Khrisanfov Mikhail D, Matyushin Dmitriy D, Samokhin Andrey S
Chemistry Department, Lomonosov Moscow State University, Leninskie Gory 1-3, 119991, Moscow, Russia; A.N. Frumkin Institute of Physical Chemistry and Electrochemistry, Russian Academy of Sciences, 31 Leninsky Prospect, GSP-1, 119071, Moscow, Russia.
A.N. Frumkin Institute of Physical Chemistry and Electrochemistry, Russian Academy of Sciences, 31 Leninsky Prospect, GSP-1, 119071, Moscow, Russia.
Anal Chim Acta. 2024 Apr 8;1297:342375. doi: 10.1016/j.aca.2024.342375. Epub 2024 Feb 17.

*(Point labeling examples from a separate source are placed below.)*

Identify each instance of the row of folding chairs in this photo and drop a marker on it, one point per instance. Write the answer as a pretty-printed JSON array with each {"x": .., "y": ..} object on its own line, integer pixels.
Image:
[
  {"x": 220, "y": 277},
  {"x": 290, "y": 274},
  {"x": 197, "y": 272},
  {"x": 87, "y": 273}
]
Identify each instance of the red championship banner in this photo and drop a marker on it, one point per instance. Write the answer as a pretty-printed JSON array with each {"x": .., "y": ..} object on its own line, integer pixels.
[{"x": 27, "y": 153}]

The NIST retention index database is one the most widely used sources of retention indices. In both untargeted analysis and machine learning studies filtering for potential errors is rather lacking or nonexistent. According to our estimates about 80% of the compounds from both NIST 17 and NIST 20 retention index databases have only one RI value per stationary phase, which makes searching for erroneous values with statistical methods impossible. Manual inspection is also impractical because the database contains more than 300 000 entries.

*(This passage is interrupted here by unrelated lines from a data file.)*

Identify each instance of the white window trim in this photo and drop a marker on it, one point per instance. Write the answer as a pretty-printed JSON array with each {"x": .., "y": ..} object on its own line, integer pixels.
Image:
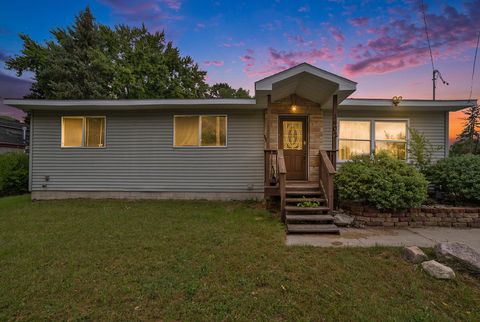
[
  {"x": 372, "y": 121},
  {"x": 199, "y": 146},
  {"x": 83, "y": 132}
]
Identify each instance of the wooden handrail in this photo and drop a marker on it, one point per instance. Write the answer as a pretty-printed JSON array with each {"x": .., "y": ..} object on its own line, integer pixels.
[
  {"x": 282, "y": 169},
  {"x": 326, "y": 176},
  {"x": 282, "y": 181},
  {"x": 270, "y": 166}
]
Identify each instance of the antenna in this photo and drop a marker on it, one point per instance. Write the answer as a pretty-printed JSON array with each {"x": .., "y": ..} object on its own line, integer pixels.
[{"x": 436, "y": 73}]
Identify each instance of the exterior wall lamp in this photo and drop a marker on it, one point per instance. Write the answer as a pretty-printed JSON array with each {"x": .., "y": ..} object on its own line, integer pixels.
[{"x": 396, "y": 100}]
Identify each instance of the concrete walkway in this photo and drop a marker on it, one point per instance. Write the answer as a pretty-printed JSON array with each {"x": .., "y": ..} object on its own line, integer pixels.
[{"x": 367, "y": 237}]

We suggest a two-step procedure to find potentially erroneous retention indices based on machine learning. The first step is to use five predictive models to obtain predicted retention index values for the whole database. The second one is to compare these predicted values against the experimental ones. We consider a retention index erroneous if its accuracy (the difference between predicted and experimental value) is in the bottom 5% for each of the five models simultaneously. Using this method, we were able to detect 2093 outlier entries for standard and semi-standard non-polar stationary phases in the NIST 17 retention index database, 566 of those were corrected or removed by the developers in the NIST 20.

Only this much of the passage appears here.